The ongoing strike by the United Auto Workers against the Big Three automakers is a perfect illustration of the relationship between organized labor and the progressive movement.
They’re the same thing.
It might seem as though there’s some daylight between the two. There should be some daylight between the two. The Biden administration’s electric-vehicle mandates, supported by climate activists, are forcing the automotive industry to re-center its business on EVs. So far, they aren’t very popular and require significant subsidies to encourage consumer demand.
Automakers, under government orders, are focusing on a market segment that doesn’t make a lot of business sense. That’s going to be bad for their employees. It would be bad even if it weren’t also true that the market segment the government is forcing them to focus on requires less labor, which EVs do compared to ordinary cars.
You may have seen the media attempt to play up the apparent conflict, with headlines about the difficulties of keeping organized labor and environmentalist groups on the same page, or the coalitional challenges facing Democrats. But the organizations do not see a conflict here, even though there clearly is one, and they remain as committed as ever to the progressive policy goals they have long supported.
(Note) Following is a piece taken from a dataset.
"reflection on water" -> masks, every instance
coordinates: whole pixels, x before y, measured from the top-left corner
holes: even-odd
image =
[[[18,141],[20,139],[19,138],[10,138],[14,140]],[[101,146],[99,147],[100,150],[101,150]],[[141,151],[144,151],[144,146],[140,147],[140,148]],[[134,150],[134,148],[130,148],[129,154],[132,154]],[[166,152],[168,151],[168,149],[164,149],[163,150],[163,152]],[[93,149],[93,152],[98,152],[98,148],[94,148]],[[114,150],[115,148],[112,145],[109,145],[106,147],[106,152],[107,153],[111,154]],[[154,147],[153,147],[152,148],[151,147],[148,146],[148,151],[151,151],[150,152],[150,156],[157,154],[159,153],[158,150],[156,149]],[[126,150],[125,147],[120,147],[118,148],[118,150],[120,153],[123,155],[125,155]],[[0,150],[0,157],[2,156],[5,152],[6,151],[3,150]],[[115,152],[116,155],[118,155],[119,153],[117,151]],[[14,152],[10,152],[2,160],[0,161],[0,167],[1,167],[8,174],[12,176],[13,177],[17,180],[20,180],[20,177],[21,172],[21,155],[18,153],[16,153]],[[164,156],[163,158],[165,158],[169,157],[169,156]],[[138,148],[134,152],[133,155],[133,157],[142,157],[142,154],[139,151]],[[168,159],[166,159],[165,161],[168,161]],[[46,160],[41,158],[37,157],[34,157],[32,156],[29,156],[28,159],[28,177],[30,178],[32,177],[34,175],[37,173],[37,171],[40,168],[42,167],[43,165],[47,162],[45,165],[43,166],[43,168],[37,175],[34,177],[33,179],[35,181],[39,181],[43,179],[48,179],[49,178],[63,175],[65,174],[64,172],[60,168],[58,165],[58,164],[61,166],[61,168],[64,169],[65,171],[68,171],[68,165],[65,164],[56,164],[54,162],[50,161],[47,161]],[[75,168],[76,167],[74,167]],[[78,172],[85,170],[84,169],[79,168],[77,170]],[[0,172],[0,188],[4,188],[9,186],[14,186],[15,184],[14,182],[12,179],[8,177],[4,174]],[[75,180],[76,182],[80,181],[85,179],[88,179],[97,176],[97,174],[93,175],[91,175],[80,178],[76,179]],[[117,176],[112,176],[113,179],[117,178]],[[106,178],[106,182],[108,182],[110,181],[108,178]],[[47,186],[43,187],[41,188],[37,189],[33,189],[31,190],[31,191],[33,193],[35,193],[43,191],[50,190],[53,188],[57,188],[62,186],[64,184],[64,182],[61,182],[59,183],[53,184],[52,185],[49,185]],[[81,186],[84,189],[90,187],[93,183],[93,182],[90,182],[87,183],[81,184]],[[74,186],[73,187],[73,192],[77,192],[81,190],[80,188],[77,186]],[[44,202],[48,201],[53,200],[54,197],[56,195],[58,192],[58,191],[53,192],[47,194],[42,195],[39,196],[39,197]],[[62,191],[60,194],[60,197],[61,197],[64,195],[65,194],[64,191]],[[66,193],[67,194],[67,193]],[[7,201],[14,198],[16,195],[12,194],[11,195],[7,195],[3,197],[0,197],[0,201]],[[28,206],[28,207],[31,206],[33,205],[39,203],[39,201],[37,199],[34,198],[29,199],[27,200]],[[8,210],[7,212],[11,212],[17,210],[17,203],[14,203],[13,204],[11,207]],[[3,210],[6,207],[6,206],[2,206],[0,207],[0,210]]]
The UAW has spoken out against a handful of specific actions by the Biden administration. For example, it spoke out against a green subsidy given to Ford for battery production because the loan didn’t specify wages to the UAW’s liking. It claims to be withholding its endorsement of Biden for reelection.
But this is a union that has given 98 percent of its campaign contributions to Democrats in each and every election cycle since 1990, as NR noted in its editorial today. It’s not a secret that Democrats support using government power to force the “energy transition” on the American economy. It’s not a secret that Biden in particular wanted that; he campaigned on it extensively. And it’s not a secret that overhauling the car industry was a major part of that policy program, with the push for EVs putting many UAW jobs at risk. The UAW knew what it was getting.
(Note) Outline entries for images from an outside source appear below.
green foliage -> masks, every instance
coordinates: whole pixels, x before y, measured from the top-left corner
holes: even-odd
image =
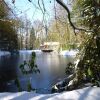
[[[35,58],[36,58],[36,54],[35,52],[32,52],[31,60],[29,62],[24,61],[24,63],[20,65],[20,69],[23,74],[30,74],[33,72],[40,73],[40,70],[35,64]]]
[[[74,64],[72,64],[71,62],[67,64],[67,67],[65,69],[65,73],[67,75],[73,74],[75,68],[74,68]]]
[[[81,81],[84,75],[87,81],[100,86],[100,0],[76,0],[73,9],[77,12],[76,20],[79,25],[93,30],[93,33],[86,33],[81,45],[81,60],[77,68],[77,78]]]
The thing is, the UAW doesn’t care. It fully supports the EV transition. “The UAW looks forward to continue working with the Biden Administration to ensure a just transition for the auto workers in this country,” the union said in an August 31 statement. It’s not changing its mind on that.
And no matter how much Donald Trump tries to pander, there’s precisely zero chance the UAW will endorse Trump instead. Trump’s administration generally adhered to the conventional conservative approach to organized labor — opposing it — and the UAW hasn’t forgotten that. UAW president Shawn Fain has already spoken out strongly against Trump’s urging autoworkers to stop paying dues.
Environmentalist groups continue to see the UAW as an ally. Politico reported:
“We firmly support the UAW members’ demands and believe that the success of these negotiations is of critical importance for the rights and well-being of workers and to safeguard people and the environment,” a group of 100 labor, racial justice and environmental groups, including Greenpeace, the Sierra Club, and the Natural Resources Defense Council said in an open letter to the heads of Ford, General Motors and Stellantis. “Only through meeting these demands will the United States ensure a just transition to a renewable energy future.”
Meeting these demands would result in the EV transition’s becoming much more expensive. The UAW wants 40 hours of pay for 32 hours of weekly work, a 46 percent raise, and defined-benefit pensions. That would make it much harder to efficiently produce the EVs that are needed immediately to stave off the climate crisis that the environmentalists claim to be concerned about.
All of this might seem contradictory if you understand the UAW to be an organization representing the interests of auto workers and environmentalist groups to be organizations looking out for a clean planet. But it makes perfect sense if you understand that they are all just progressive interest groups. Organized labor supports the climate agenda, and climate activists support the labor agenda, because they are all part of the progressive agenda. That’s still true even when it makes no logical sense.